Cancelem-se

  • José Bourbon-Ribeiro
  • 31 Outubro 2023

Sempre achei mau caminho alinhar nos “cancelamentos”. Resultam quase sempre de julgamentos precipitados e não raro escondem agendas mascaradas.

A cultura do “cancelamento” é uma praga, é a forma como hoje se apresentam a censura e a intimidação. O “cancelamento” é a Inquisição da Era Moderna, que em nome do combate ao discurso de ódio e à discriminação silencia todos os que não seguem o pensamento dominante.

Esta é mais uma manifestação de tirania. Como as estratégias desenvolvidas por inúmeros ditadores que tinham o objetivo de controlar as populações e legitimar o seu poder, esta arma do totalitarismo moderno alimenta-se da falta de profundidade de analise e de estudo, e floresce com os resumos de 130 carateres de enunciado de conceitos e da fundamentação de decisões complexas.

O “cancelamento” é uma das piores sentenças dos dias que correm. É sumária e injusta, e não admite direito de defesa ou recurso. Desterra todos os que desafinarem ou que não sejam capazes de demonstrar um alinhamento perfeito com o politicamente correto e fofinho.

O medo de ser “cancelado” está a levar a que, pouco a pouco, se desperdice a liberdade de discutir, de questionar, de errar, de acertar e de defender causas. Ignoram-se e recusam-se as referências históricas porque aquilo que pretende a nova Inquisição é o mesmo que pretendia a sua antecessora medieval: forçar todos a um pensamento e a um comportamento único.

Esta prática não é exclusiva de um grupo ou de outro, todos “cancelam” e todos podemos ser “cancelados”. “Cancelam” os da esquerda e os da direita, “cancelam” os progressistas e os conservadores, “cancelam” os loucos e os bons da cabeça.

E cancela-se o secretário-geral das Nações Unidas por não repetir trinta vezes a primeira frase antes de saltar para a segunda. Cancela-se também Paddy Cosgrave porque diz disparates sobre coisas que não conhece, arriscando assim a realização de um evento que junta dezenas de milhares de pessoas e onde se discutem coisas totalmente alheias aos disparates que ele mesmo escreveu.

Poderíamos tentar explicar ao fundador do Web Summit o erro colossal que comete qualquer gestor ou empresário que tenha responsabilidades sobre um conjunto grande de clientes, de parceiros e de colaboradores quando alinha em polémicas que desconhece ou quando dá palpites sobre temas que não domina. Além de ser verosímil a ideia de que já o tenha percebido à custa do duplo” cancelamento” – alheio e próprio, porque foi obrigado a demitir-se -, não deveria ser necessário defender publicamente a ideia de que todos (todos, todos, todos!) temos o direito de exercer a liberdade de expressão e, no limite, de exercer o direito de dizer, escrever e defender disparates.

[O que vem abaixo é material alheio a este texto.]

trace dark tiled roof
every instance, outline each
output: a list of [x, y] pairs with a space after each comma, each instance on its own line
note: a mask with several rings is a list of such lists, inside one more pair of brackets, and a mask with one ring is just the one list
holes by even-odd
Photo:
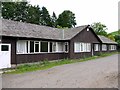
[[72, 29], [63, 30], [48, 26], [2, 19], [2, 32], [0, 32], [0, 35], [54, 40], [69, 40], [86, 27], [87, 25], [84, 25]]
[[102, 43], [108, 43], [108, 44], [117, 44], [115, 41], [110, 40], [109, 38], [105, 36], [98, 35]]

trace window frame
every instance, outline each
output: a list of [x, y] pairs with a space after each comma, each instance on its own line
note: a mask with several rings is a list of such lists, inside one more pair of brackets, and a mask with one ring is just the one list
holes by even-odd
[[[103, 48], [105, 46], [106, 48]], [[107, 44], [102, 44], [102, 51], [107, 51]]]
[[[17, 42], [19, 42], [19, 41], [24, 41], [24, 42], [26, 42], [26, 45], [25, 45], [25, 47], [26, 47], [26, 52], [25, 53], [19, 53], [19, 52], [17, 52], [17, 50], [18, 50], [18, 46], [17, 46]], [[41, 54], [41, 53], [68, 53], [68, 52], [65, 52], [65, 49], [64, 49], [64, 46], [65, 46], [65, 44], [63, 44], [64, 46], [63, 46], [63, 51], [61, 51], [61, 52], [56, 52], [56, 48], [57, 48], [57, 42], [52, 42], [52, 41], [34, 41], [34, 40], [18, 40], [16, 42], [16, 54]], [[30, 52], [30, 42], [33, 42], [33, 45], [34, 45], [34, 47], [33, 47], [33, 52]], [[41, 52], [41, 42], [47, 42], [48, 43], [48, 50], [47, 50], [47, 52]], [[52, 43], [52, 52], [50, 52], [50, 43]], [[64, 43], [66, 43], [66, 42], [64, 42]], [[68, 43], [68, 42], [67, 42]], [[36, 44], [38, 44], [39, 45], [39, 50], [38, 50], [38, 52], [36, 52]], [[68, 47], [69, 47], [69, 45], [68, 45]], [[55, 49], [55, 51], [54, 51], [54, 49]], [[68, 48], [69, 49], [69, 48]]]

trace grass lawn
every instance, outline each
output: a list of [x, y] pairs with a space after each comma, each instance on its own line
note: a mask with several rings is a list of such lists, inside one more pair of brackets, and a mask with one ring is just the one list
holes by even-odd
[[97, 58], [110, 56], [113, 54], [117, 54], [118, 52], [112, 52], [112, 53], [102, 53], [98, 56], [83, 58], [83, 59], [63, 59], [58, 61], [48, 61], [44, 60], [43, 62], [38, 62], [37, 64], [23, 64], [17, 66], [15, 69], [7, 69], [10, 70], [10, 72], [5, 72], [6, 74], [19, 74], [19, 73], [25, 73], [25, 72], [31, 72], [36, 70], [45, 70], [52, 68], [54, 66], [64, 65], [64, 64], [71, 64], [71, 63], [77, 63], [77, 62], [83, 62], [88, 60], [95, 60]]

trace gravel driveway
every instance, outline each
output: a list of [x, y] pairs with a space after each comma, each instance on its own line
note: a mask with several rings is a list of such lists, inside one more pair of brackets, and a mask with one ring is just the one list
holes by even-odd
[[117, 88], [118, 54], [24, 74], [4, 74], [3, 88]]

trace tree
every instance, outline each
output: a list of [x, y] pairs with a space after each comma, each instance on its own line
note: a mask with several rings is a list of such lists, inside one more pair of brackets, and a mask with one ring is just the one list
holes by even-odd
[[41, 11], [39, 6], [28, 6], [26, 22], [33, 24], [40, 24]]
[[2, 2], [2, 17], [15, 21], [26, 21], [27, 2]]
[[46, 7], [42, 7], [40, 23], [42, 25], [46, 25], [46, 26], [51, 26], [52, 27], [52, 21], [51, 21], [51, 18], [50, 18], [50, 14], [49, 14], [48, 10], [46, 9]]
[[115, 41], [115, 38], [114, 38], [114, 36], [113, 36], [112, 34], [108, 34], [107, 37], [108, 37], [109, 39]]
[[52, 27], [57, 27], [57, 16], [56, 16], [55, 12], [53, 12], [51, 20], [52, 20]]
[[63, 11], [57, 19], [57, 25], [68, 28], [75, 27], [75, 14], [69, 10]]
[[107, 27], [104, 24], [101, 24], [100, 22], [97, 23], [93, 23], [91, 25], [91, 27], [94, 29], [95, 33], [97, 35], [103, 35], [103, 36], [107, 36]]

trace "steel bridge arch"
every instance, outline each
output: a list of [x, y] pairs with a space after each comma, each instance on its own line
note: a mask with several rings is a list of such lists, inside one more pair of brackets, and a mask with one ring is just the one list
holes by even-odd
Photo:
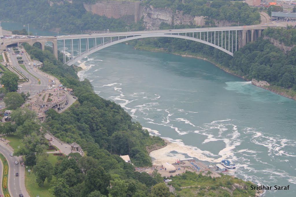
[[[112, 36], [112, 37], [115, 37], [115, 36]], [[207, 41], [203, 40], [201, 40], [200, 39], [199, 39], [198, 38], [197, 38], [192, 37], [185, 36], [183, 35], [171, 34], [157, 34], [156, 33], [152, 35], [143, 35], [132, 36], [131, 37], [128, 37], [127, 38], [120, 38], [119, 40], [118, 40], [118, 38], [117, 38], [116, 39], [113, 40], [112, 42], [109, 41], [107, 42], [106, 42], [104, 43], [104, 44], [102, 44], [98, 45], [96, 47], [90, 48], [88, 51], [84, 51], [83, 53], [81, 53], [81, 54], [80, 53], [78, 55], [73, 57], [73, 58], [71, 59], [70, 60], [66, 62], [65, 64], [69, 66], [72, 65], [75, 63], [77, 62], [78, 61], [80, 60], [81, 59], [86, 57], [88, 55], [89, 55], [91, 53], [94, 53], [97, 51], [98, 51], [102, 49], [103, 49], [106, 48], [106, 47], [107, 47], [109, 46], [113, 45], [115, 44], [118, 44], [118, 43], [120, 43], [124, 42], [126, 42], [127, 41], [128, 41], [129, 40], [135, 40], [135, 39], [143, 38], [153, 38], [156, 37], [175, 38], [182, 38], [183, 39], [186, 39], [186, 40], [193, 40], [193, 41], [205, 44], [209, 46], [215, 47], [217, 49], [225, 52], [226, 53], [232, 56], [233, 56], [233, 53], [231, 53], [230, 51], [229, 51], [226, 49], [223, 48], [221, 47], [217, 46], [217, 45], [215, 45], [213, 44], [210, 43], [209, 43]], [[106, 37], [108, 38], [107, 36]], [[65, 55], [65, 54], [64, 55]]]

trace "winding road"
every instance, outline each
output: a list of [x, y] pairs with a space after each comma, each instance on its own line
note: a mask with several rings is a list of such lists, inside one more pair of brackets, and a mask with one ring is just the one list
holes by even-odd
[[[0, 152], [6, 158], [6, 161], [8, 164], [7, 186], [8, 191], [12, 197], [17, 197], [21, 193], [25, 197], [30, 196], [26, 190], [25, 185], [25, 168], [22, 167], [20, 164], [23, 161], [21, 158], [10, 156], [10, 153], [13, 152], [12, 148], [10, 146], [7, 145], [6, 142], [2, 141], [0, 141]], [[15, 164], [15, 161], [17, 161], [19, 164]], [[3, 165], [5, 165], [5, 163]], [[3, 172], [2, 171], [1, 174]], [[15, 173], [17, 172], [19, 173], [18, 177], [15, 176]]]

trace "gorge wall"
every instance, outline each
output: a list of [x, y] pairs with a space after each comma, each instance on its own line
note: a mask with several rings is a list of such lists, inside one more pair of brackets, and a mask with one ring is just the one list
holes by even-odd
[[125, 17], [128, 22], [136, 22], [142, 17], [143, 7], [140, 2], [127, 1], [108, 1], [97, 2], [95, 4], [83, 3], [86, 9], [93, 14], [105, 15], [108, 18]]
[[[189, 14], [183, 14], [183, 11], [176, 10], [176, 13], [169, 8], [155, 8], [152, 6], [143, 6], [139, 2], [127, 1], [100, 1], [95, 4], [83, 4], [88, 11], [100, 16], [105, 15], [108, 18], [123, 17], [128, 22], [132, 21], [137, 22], [143, 17], [144, 25], [147, 29], [159, 29], [162, 22], [169, 25], [196, 24], [197, 26], [205, 25], [206, 17], [194, 17]], [[231, 23], [226, 21], [214, 20], [219, 27], [230, 26]]]
[[264, 36], [263, 38], [264, 39], [269, 40], [274, 45], [279, 48], [281, 50], [286, 54], [288, 52], [290, 51], [292, 49], [292, 48], [295, 46], [295, 45], [292, 46], [286, 46], [283, 43], [281, 43], [278, 40], [265, 35]]

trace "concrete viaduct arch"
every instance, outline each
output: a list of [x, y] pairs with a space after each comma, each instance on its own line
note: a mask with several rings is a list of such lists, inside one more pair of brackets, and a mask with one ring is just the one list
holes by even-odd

Mas não acaba aqui. A cultura do “cancelamento” limita o pensamento critico e impede a liberdade individual de formular juízos. Perde-se a independência de refletir e julgar ideias e opiniões quando, sem que ainda as tenhamos lido ou escutado, aquilo que nos chega é o barulho do “cancelamento”, o grito do procedimento inquisitorial que assume a interpretação autêntica daquilo que o proscrito terá dito ou feito, e que tantas vezes nunca disse, fez ou representa.

Por mim, sempre achei mau caminho alinhar nos “cancelamentos”. Resultam quase sempre de julgamentos precipitados e não raro escondem agendas mascaradas.